Expliquei que anos antes o jornal em que eu trabalhei fez matéria sobre o assunto e eu gostaria de saber se ainda no início da terceira década do século XXI se contratava pistoleiros por ali. Eu já estava achando que me dei mal quando a fisionomia do policial mudou e sorrindo ele respondeu: “Aqui não tem mais, na praça da República aparece alguns. Mas você vai encontrar mesmo é lá na praça de baixo, onde os puteiros”, indicou.
A “praça dos puteiros” é a Alberto Novis, onde fica a zona boêmia do Centrão Histórico de Cuiabá. Em volta dela tem vários bares, restaurante e casas onde “as belas da tarde” vão encontrar cliente e fazer seus programas. Em outro texto desta série “Cartas de Cuiabá”, falarei sobre essas “belas” e de um outro episódio em que me confrontei com pistoleiro.
Numa das mesas colocadas em uma das laterais da praça, em frente a um bar, eu sento, peço uma cerveja e puxo conversa com o homem da mesa ao lado com cara de cafetão. Falamos amenidades, comentamos sobre as mulheres, a beleza da praça reformada e, quando sinto que ganhei a confiança do cara, lasco a pergunta: “Onde posso encontrar alguém aqui para fazer um serviço?”
– É pra acertos de vingança, demanda ou gaia? – devolve ele.
Acerto de vingança é quando o contratante que matar quem matou ou maltratou muito uma pessoa próxima, como membro da família e amigo. Demanda é para tirar de circulação pessoa ou grupo de pessoas que impedem negócios, como ocupação de terras ou concorrência. E “gaia” se refere à infidelidade conjugal.
Tomado pelo medo
Saio da minha mesa com meu copo de cerveja, sento na frente dele e explico sobre as minhas intenções: saber se ainda é possível contratar pistoleiro nas praças de Cuiabá. “Sim! Nas praças e em vários bairros de Cuiabá e Vegê”, afirma o “cafetão”, se referindo às letras iniciais da cidade vizinha da capital, separada apenas pelo rio Cuiabá, Várzea Grande, cidade que curiosamente nasceu no final do século XIX de um campo de concentração de prisioneiros da Guerra do Paraguai.
Perguntei se ele conhecia algum e se poderia chamar para eu conversar com ele. “Chamar até eu posso, mas é perigoso para você. Dependendo do que vai escrever ele pode não gostar”, respondeu. Expliquei que não ia identificar ninguém, que não era uma matéria negativa, mas apenas o registro da existência de “pontos” de contratação de pistoleiros semelhantes aos “pontos de chapa”, aqueles trabalhadores braçais que ajudam a carregar e descarregar caminhões de mudanças, entre outros.

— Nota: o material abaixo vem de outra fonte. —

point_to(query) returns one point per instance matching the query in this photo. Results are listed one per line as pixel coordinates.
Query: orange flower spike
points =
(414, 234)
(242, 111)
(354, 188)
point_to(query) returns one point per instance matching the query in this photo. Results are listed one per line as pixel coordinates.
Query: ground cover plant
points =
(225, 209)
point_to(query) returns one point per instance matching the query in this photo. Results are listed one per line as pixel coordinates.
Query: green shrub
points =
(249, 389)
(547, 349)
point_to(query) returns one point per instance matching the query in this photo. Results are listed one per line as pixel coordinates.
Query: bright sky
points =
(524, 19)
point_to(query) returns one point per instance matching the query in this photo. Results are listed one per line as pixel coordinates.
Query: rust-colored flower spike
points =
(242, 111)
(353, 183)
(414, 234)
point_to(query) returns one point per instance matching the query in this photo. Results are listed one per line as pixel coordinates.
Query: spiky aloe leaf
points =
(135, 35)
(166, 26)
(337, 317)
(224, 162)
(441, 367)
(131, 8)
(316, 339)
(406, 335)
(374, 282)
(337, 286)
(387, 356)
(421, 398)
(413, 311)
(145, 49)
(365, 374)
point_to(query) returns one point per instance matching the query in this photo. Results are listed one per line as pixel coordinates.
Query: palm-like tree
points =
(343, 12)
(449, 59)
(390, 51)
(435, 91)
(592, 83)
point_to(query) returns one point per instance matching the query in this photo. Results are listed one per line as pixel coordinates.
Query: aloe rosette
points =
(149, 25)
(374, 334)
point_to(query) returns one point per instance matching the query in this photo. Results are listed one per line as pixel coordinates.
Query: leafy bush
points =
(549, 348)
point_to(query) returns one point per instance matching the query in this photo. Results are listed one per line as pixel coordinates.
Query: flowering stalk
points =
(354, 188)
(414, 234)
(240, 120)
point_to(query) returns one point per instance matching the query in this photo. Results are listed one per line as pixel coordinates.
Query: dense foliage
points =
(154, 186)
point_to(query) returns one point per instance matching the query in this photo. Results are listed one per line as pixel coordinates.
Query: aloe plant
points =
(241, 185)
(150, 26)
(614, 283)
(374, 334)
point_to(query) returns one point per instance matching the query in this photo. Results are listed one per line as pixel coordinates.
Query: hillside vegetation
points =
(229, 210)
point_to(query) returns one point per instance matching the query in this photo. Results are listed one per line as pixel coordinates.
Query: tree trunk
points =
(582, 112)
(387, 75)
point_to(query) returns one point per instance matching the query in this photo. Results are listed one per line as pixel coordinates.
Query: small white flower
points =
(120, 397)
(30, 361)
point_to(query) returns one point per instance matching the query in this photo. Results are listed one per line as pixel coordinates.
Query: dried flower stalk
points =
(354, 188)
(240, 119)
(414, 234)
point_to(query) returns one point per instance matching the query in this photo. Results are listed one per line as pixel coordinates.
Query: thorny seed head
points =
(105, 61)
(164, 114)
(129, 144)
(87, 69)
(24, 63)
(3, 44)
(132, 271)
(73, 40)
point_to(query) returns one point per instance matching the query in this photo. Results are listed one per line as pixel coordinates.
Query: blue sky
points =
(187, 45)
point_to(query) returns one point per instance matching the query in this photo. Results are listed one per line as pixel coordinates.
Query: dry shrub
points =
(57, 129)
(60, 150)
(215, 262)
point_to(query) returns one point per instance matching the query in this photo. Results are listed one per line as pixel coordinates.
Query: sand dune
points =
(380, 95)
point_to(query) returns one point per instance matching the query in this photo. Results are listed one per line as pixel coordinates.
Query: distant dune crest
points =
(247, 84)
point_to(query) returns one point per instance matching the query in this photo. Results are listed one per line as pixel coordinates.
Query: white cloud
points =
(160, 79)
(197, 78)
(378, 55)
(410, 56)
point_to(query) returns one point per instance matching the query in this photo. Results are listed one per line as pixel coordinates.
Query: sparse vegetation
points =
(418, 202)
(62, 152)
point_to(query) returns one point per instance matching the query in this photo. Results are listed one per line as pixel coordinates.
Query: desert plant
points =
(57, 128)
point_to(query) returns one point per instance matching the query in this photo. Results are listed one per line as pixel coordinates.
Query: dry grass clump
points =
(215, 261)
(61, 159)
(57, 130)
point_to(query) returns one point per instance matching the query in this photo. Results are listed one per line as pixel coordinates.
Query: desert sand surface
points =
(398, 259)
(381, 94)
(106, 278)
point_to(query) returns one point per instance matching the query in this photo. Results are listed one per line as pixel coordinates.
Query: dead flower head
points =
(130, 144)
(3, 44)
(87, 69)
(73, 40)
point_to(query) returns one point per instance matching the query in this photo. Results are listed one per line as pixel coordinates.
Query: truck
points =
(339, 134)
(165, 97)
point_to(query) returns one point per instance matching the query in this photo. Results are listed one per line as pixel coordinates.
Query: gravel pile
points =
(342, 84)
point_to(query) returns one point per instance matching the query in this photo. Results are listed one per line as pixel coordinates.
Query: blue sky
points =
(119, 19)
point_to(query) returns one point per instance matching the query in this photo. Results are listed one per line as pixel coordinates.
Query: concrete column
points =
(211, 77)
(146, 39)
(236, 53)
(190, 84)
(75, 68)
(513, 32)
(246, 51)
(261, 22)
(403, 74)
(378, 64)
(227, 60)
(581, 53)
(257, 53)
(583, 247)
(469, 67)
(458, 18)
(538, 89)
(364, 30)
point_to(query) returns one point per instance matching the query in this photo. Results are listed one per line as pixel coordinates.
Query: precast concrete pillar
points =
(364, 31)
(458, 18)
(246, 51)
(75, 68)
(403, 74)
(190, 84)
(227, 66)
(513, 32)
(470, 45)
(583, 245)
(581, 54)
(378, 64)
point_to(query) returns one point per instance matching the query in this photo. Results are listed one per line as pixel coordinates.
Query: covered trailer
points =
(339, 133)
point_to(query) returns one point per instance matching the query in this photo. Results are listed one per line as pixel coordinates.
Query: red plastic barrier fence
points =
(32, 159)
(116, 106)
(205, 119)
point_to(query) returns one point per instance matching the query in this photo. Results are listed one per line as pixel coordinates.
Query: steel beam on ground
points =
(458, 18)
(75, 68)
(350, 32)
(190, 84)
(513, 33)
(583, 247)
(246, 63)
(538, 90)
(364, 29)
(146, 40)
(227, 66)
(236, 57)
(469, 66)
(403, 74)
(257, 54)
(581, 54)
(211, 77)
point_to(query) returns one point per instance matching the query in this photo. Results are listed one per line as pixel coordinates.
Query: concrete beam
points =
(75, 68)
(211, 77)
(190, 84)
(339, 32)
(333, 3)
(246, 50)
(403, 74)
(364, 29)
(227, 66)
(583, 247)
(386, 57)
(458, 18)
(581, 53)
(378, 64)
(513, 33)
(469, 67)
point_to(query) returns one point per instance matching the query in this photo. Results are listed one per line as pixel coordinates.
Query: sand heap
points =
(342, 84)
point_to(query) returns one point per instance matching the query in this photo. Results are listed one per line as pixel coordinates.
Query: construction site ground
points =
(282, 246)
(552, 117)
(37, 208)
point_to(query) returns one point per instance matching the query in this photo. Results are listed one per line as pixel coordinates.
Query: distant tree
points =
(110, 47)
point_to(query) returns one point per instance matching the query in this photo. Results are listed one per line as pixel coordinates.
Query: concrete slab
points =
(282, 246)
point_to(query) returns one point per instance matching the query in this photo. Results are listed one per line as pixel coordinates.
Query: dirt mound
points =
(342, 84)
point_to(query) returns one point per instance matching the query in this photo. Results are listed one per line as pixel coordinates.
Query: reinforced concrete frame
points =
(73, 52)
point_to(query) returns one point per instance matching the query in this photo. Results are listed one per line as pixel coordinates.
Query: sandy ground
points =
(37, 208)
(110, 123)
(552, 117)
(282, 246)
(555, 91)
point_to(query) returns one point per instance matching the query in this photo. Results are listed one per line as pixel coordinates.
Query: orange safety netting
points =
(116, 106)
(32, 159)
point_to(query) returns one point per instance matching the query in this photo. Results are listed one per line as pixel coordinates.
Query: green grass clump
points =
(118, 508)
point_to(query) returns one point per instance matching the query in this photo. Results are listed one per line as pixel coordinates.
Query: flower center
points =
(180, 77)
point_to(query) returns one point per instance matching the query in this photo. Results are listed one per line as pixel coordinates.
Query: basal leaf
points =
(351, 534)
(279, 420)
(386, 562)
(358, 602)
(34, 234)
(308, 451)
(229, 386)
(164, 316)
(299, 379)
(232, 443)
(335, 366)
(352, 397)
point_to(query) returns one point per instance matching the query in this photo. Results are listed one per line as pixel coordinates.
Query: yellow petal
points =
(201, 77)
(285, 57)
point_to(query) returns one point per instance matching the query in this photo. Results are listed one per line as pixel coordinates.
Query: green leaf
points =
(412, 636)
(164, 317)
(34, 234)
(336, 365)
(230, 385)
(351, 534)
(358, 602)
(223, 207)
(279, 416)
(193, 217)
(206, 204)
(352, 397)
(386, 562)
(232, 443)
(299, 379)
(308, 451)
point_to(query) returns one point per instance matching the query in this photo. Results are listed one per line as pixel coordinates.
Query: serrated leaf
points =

– Hummmm… Vou chamar um. – disse.
Atravessou a praça, entrou em outro bar, demorou alguns minutos e me disse: “Vai lá que um cidadão lá vai falar com você”, disse relatando a cor da camisa e a mesa onde ele estava. Sentei à frente do Justino (nome fictício), ele de óculos escuro naquele ambiente lúgubre e insalubre, camisa preta de bolas brancas e mangas compridas enrolada até os cotovelos.
Ele me olho severamente, levou à boca o copo de cerveja com a mesma mão do cigarro entre os dedos e perguntou: “Quer um serviço, cidadão?” Expliquei tudo novamente. Ele me mandou desligar o celular e falou pouco: “A gente não fala com jornalista, mas como você teve a coragem de aparecer por aqui só vou lhe dizer uma coisa: tem pouca demanda ultimamente. Agora pode ir embora”.
Ensaiei mais pergunta, contudo ele foi incisivo: “Vai embora!” Sai do bar dele para onde eu esta pensativo. Por que ele aceitou falar comigo se não queria responder perguntas? Será que só queria saber quem era o bisbilhoteiro? Queria ele me marcar para alguma surpresa futura?
Diante de tantas dúvidas, e já me sendo tomado pelo medo, paguei a conta e sumi.